With today's America dominated by the automobile, it is difficult to believe that until the 1920s nearly 100 percent of the US population traveled via rail. Conventional passenger-train service spread rapidly by the 1850s, but another form of rail transportation did not emerge until the turn of the 20th the interurban. Almost always electric, interurbans linked cities with burghs. Rockford, one of Illinois's three largest urban centers during the 20th century, enjoyed a system appropriately named the Rockford & Interurban, dating from the city's horse-drawn streetcars of the 1880s. By World War I, the Rockford & Interurban ran from downtown Rockford to Cherry Valley and Belvidere; Winnebago, Pecatonica, and Freeport; Roscoe and Rockton; and Beloit and Janesville, Wisconsin. The Rockford & Interurban enjoyed a supernova of success, rising quickly in popularity before slowly dying when the automobile became widespread in the 1920s; the Great Depression finished the job in 1936.

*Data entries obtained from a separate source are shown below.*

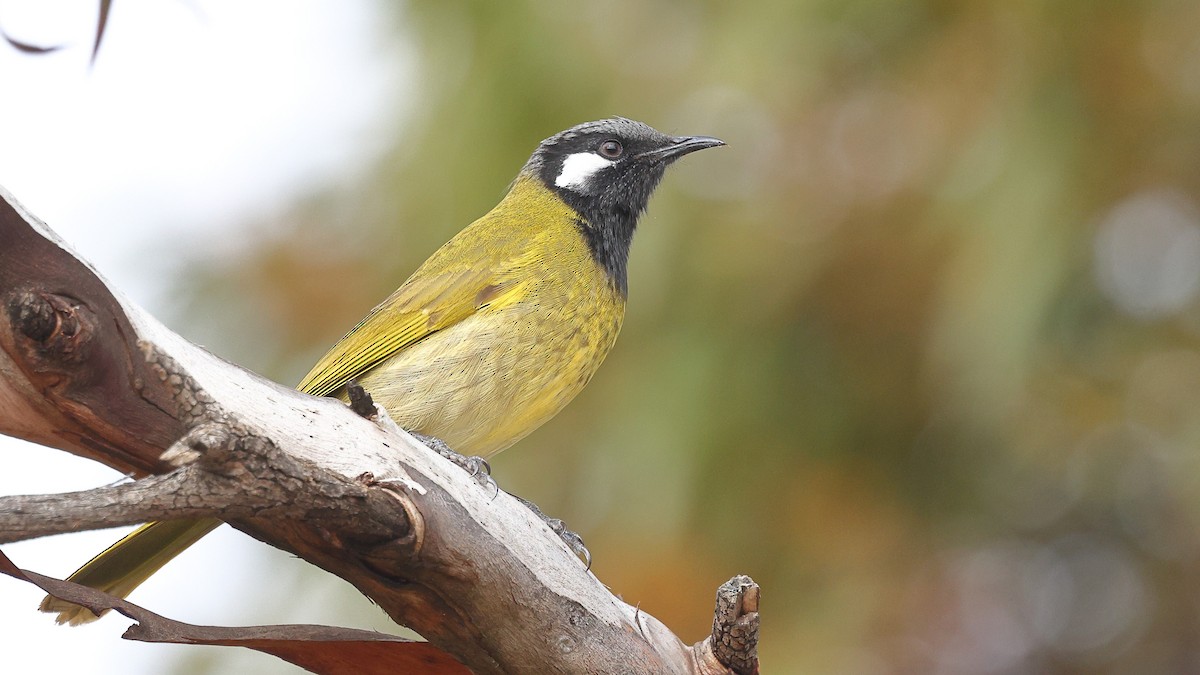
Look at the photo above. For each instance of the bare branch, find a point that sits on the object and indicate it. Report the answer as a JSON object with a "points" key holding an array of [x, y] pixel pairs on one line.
{"points": [[475, 573]]}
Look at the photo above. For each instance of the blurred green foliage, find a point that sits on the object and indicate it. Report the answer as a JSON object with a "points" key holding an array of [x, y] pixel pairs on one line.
{"points": [[917, 351]]}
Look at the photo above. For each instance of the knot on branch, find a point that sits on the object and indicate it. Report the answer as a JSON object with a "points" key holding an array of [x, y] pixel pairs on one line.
{"points": [[57, 324], [735, 639]]}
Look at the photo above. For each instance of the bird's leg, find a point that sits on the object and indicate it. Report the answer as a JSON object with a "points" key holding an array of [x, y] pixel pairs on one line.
{"points": [[571, 539], [478, 467], [475, 466]]}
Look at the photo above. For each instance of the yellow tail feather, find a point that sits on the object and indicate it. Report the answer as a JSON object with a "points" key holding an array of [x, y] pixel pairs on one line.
{"points": [[124, 566]]}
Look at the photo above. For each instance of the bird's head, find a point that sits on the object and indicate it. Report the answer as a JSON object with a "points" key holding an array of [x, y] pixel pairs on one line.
{"points": [[610, 165], [606, 171]]}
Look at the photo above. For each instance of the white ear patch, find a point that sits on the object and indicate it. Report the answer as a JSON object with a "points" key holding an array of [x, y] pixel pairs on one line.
{"points": [[577, 168]]}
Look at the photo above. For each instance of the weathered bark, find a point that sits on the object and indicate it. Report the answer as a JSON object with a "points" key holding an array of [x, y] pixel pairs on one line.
{"points": [[471, 569]]}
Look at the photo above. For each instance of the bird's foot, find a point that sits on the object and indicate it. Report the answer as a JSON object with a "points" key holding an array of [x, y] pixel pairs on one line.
{"points": [[475, 466], [571, 539]]}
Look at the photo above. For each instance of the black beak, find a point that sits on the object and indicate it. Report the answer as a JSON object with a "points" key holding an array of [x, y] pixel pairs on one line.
{"points": [[679, 147]]}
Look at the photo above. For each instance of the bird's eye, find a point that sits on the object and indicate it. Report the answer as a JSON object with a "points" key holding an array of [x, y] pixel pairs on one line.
{"points": [[611, 149]]}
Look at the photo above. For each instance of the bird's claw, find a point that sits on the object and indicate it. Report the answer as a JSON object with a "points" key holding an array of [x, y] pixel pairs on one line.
{"points": [[475, 466], [573, 541]]}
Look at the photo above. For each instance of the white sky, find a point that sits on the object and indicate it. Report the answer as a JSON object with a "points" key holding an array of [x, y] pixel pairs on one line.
{"points": [[197, 115]]}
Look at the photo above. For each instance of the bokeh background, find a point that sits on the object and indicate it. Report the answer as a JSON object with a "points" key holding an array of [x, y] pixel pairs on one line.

I have read a number of these Arcadia Publishing books with the sepia tone photographs on the cover that consists of many historic photographs. This one fits the bill. But compared to most, I found the number and the variety of historic photos to be a truly outstanding collection. The authors have found dozens of photos of the interurban of Rockford, as well as it's subsidiary electric trolley, most all from it's very short life, mostly in the first 25 years of the last century. If you want to get an idea of life in Rockford, Freeport, Beloit, and neighboring towns from that time period, this gives you a good background. I have read a number of train books recently, including photograph-heavy books, and this one has by far the largest percentage of photos of smiling conductors wearing spotless uniforms in front of their machinery. The pride shines through. Interesting read, especially if you are interested in the area.
The text is a bit stiff, as often happens with traction books, but the main issue is that the photos are often rather blurry and difficult to look at — which I don’t think is an issue of the vintage.
Enjoyed it, overall, as this was yet another Interurban/streetcar system I knew nothing about. Like so many others it’s story ended in the 1930s, a mistake we’re only now rectifying.